As the generation sector is the sector capable of delivering the biggest efficiency gains in the electricity industry, the regulatory variables used by the OECD focus on the key economic regulations needed to establish a competitive generation sector — structural separation of generation from transmission, whether third parties can access the transmission grid and whether a wholesale pool (electricity market) exists. The modelling did not look at other forms of regulation in the generation sector, nor at regulation in the transmission,14 distribution or retail sectors, despite the potential for the transmission and distribution sectors to expropriate efficiency gains derived elsewhere in the system (King 2000) and the fact that some economies have delivered full or partial retail competition. The regulatory variables did not cover regulation addressing non-economic objectives, such as environmental or social policies.
Dummy variables were used to indicate the three key economic regulations needed to establish a competitive generation sector.
The unbundling of generation from transmission variable takes on a value of 1 if separate companies control the generation and transmission sectors, or if both sectors are controlled by a single entity keeping separate accounts for each sector (accounting separation); otherwise it takes on a value of 0. Having separate companies reduces the likelihood that any gains arising in the generation sector will be expropriated by the company controlling the transmission sector. Yet physical separation need not translate into economic separation, if it is accompanied by cross-ownership between the companies concerned or if one of the companies exercises any monopoly power. Accounting separation is a considerably weaker proposition than having separate companies, as it gives the single entity considerably more scope to engage in strategic behaviour and to maximise its joint profits to the detriment of society. Accounting separation is also weaker than the notion of ‘ring-fencing’ that is sometimes used in Australia and other economies, as the ring-fenced activities operate with greater autonomy from the rest of the organisation than do business units.
The third party access variable takes on a value of 1 if generators have a legal right to access the transmission grid on certain pre-specified terms and conditions (regulated third party access) or can negotiate the terms and conditions under which
14 Some of the regulatory variables for the generation sector — unbundling of generation from
transmission and third party access — carry implications about the structure and regulation of
grid access can occur directly with the operator of the transmission grid (negotiated third party access); otherwise it takes on a value of 0. New generators need to be able to access the transmission grid on similar terms and conditions to existing generators to ensure effective and ongoing competition in the generation sector. However, the variable does not capture important differences in the way the third party access arrangements operate across economies.
The wholesale pool variable takes on a value of 1 if generators can voluntarily sell, or are obliged to sell, their electricity into a wholesale electricity market; otherwise it takes on a value of 0.15 The pool is designed to overcome limitations associated with the use of long-term bilateral contracts that may stifle competition. However, the variable does not capture whether the pool is mandatory or optional and the rules governing how it operates. An optional wholesale pool that allows participants to voluntarily bypass the pool and negotiate their own bilateral contracts should lead to lower electricity prices than a mandatory pool in which all electricity must be sold, as bilateral contracts can be used to deliver mutually beneficial outcomes that would not be available under a mandatory pool.
Competitive electricity markets would generally be expected to lead to lower industrial electricity prices, so that the unbundling of generation from transmission, third party access and wholesale pool variables would be expected to be negatively related to industrial electricity prices.16
In addition to the three regulatory variables needed to establish a competitive generation sector, the OECD included three market structure variables in their model — ownership, the time to liberalisation and the time to privatisation — as they may also account for price differences across economies.

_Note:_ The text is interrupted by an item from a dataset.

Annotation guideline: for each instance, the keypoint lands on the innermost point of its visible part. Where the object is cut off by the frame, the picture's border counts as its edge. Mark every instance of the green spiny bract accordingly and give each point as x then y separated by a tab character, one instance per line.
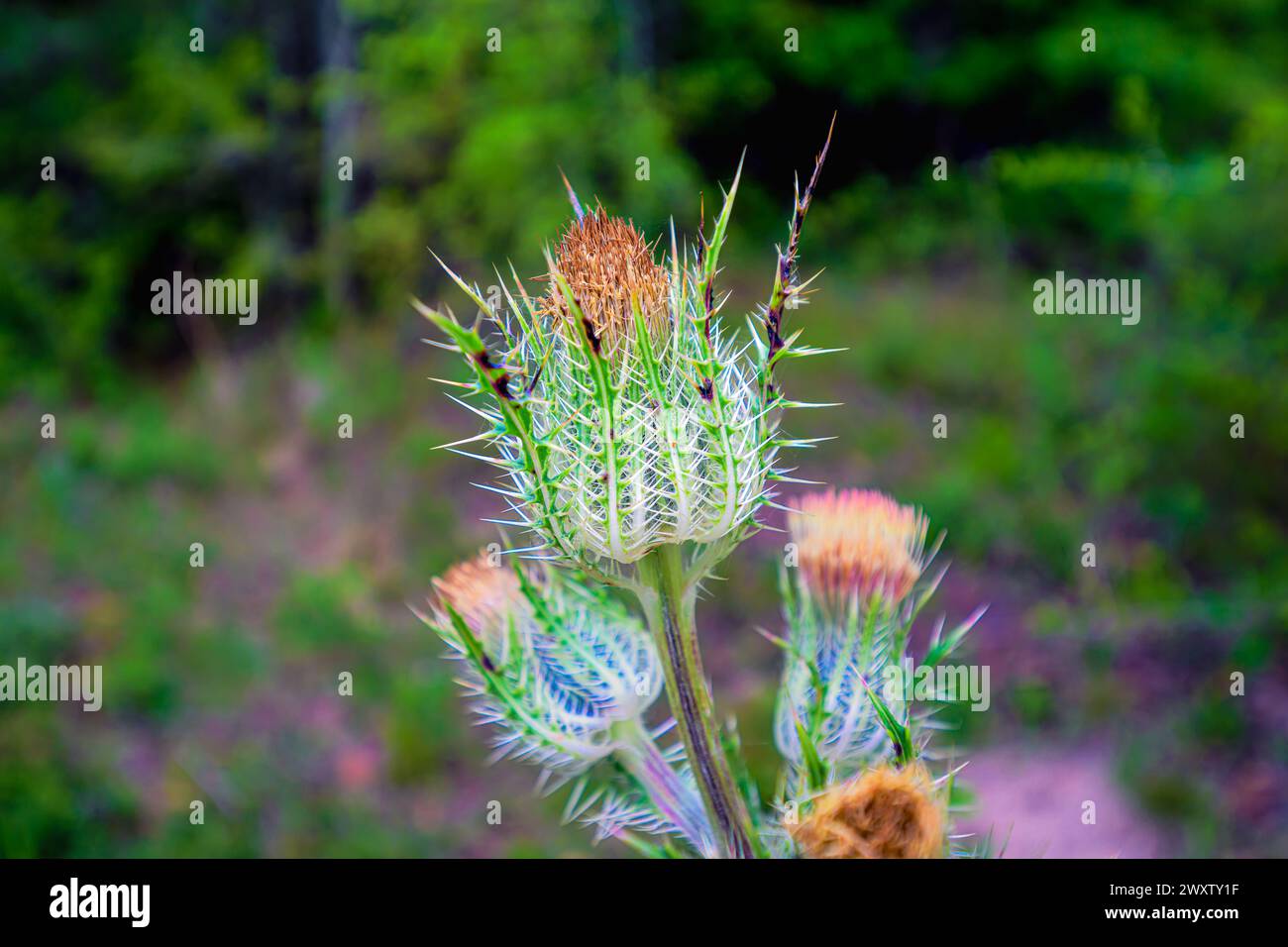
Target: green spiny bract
861	579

Ownership of the generation sector varies widely across economies, ranging from full public ownership all the way through to full private ownership. To
15 The variable does not, however, differentiate between the different price setting arrangements that may occur in the absence of a wholesale pool (eg bilateral contracts and price controls). 16 Where insufficient competition exists, generators may be able to manipulate a wholesale pool
by exercising their market power. The rules governing the operation of the market and the behaviour of the regulator will affect the extent to which this occurs. Insufficient competition can arise, for example, where the pre-reform generating capacity was divided into too few generators prior to establishing a wholesale market (insufficient horizontal separation) or where new generators find it excessively difficult to enter the market (eg if the third party access arrangements are too stringent). The recent UK decision to replace its wholesale pool with bilateral contracts was based on concerns about insufficient competition in the generation sector. However, it is not at all clear whether alternative price setting arrangements, such as the use of bilateral contracts, will necessarily deliver lower prices than a wholesale pool, as the underlying problem is the same under both regimes — the market power of the generators.